REFORMA LABORAL
Los sindicatos califican de ambigua la reforma laboral
Por Gracia Paula
1 min
Economía14-04-2010
A últimos de abril, en mayo o en junio; pero finalmente ahora. Desde que se reconoció la situación de crisis económica se ha venido reclamando una reforma laboral entre los agentes sociales y el Gobierno aunque la fecha para ello no había quedado clara hasta esta semana. El ministro de Trabajo, Celestino Corbacho, apuesta por un modelo austríaco para esta reforma. Este sistema plantea la creación de un fondo individual por despido que los empresarios aumentarían mes a mes y que el trabajador cobraría al anular el contrato.

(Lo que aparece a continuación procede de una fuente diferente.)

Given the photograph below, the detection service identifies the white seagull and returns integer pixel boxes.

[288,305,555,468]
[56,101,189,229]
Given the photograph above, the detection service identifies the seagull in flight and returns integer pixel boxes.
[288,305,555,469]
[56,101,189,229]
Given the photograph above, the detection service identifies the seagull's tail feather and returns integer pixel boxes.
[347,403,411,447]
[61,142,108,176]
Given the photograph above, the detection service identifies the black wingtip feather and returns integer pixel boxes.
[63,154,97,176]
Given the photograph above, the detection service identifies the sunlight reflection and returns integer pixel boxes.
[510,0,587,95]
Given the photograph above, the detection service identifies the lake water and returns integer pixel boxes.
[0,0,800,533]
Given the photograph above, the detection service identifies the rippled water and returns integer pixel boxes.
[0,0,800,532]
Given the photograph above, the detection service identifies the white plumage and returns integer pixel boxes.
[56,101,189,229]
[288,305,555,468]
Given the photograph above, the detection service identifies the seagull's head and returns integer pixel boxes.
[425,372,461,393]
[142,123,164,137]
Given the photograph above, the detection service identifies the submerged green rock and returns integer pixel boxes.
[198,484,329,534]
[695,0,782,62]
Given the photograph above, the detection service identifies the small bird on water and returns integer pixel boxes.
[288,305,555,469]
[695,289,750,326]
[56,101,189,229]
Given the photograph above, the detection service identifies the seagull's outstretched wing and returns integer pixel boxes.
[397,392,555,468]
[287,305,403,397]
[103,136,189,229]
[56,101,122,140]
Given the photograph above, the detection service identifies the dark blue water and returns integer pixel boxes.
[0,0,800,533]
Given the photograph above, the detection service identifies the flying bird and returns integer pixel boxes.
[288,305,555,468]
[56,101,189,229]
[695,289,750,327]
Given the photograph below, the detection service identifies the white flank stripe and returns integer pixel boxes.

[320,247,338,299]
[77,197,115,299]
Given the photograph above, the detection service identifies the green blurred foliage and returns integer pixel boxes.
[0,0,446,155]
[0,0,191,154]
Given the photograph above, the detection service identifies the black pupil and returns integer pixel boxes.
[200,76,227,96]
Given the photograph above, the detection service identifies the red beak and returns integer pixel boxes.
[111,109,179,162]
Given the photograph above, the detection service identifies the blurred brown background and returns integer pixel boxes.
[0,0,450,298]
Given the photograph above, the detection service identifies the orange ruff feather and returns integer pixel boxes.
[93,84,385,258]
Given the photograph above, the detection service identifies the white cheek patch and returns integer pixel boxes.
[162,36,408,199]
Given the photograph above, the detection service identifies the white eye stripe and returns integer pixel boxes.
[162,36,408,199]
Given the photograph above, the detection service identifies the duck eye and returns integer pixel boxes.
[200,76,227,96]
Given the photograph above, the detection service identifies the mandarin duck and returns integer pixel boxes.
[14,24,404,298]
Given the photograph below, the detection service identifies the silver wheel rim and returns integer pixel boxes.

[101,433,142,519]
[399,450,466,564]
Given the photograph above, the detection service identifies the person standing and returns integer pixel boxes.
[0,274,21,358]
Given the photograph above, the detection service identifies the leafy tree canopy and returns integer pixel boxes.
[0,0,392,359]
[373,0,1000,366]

El 23 de febrero, el gobernador del Banco de España, Miguel Ángel Fernández Ordoñez pidió que se acelerase el proceso para aprobar la reforma laboral. También añadió que los cambios laborales son imprescindibles para la consolidación fiscal, porque si se sigue incrementando el desempleo también lo hará el gasto público, pero habrá menos ingresos. El objetivo principal era cerrar un primer acuerdo antes del mes de abril. Ahora el plazo se tiene que ampliar. Según ha dicho el secretario de Acción Sindical de UGT, Toni Ferrer, “el final de abril puede acabar el 20 de mayo” a la vez que Ramón Górriz, de CC.OO lo ha atrasado hasta finales de mayo o incluso de junio. Sin embargo el documento no termina de convencer a los sindicatos, que lo tildan de “muy ambiguo”. También niegan que desde el ministerio de Trabajo les hayan sugerido reducir el despido de 45 a 33 días e indican que no negociarán que haya debilitamientos en las causas del despido o abaratamiento del mismo. Según el presidente del Gobierno, José Luis Rodríguez Zapatero “los trabajadores no van a perder derechos, ese es el objetivo del Gobierno”. También aseguró que España está “en el umbral de la recuperación económica" y que la reforma laboral permitirá "aprovechar el crecimiento que se irá afianzando en 2010" para "recuperar el empleo". Entre los puntos básicos del proyecto, el presidente destacó la "lucha contra el trabajo temporal", el "fomento del empleo juvenil", y "la flexibilidad interna de las empresas", una "revisión de las bonificaciones a la contratación" y una apuesta por la "reducción de la jornada laboral".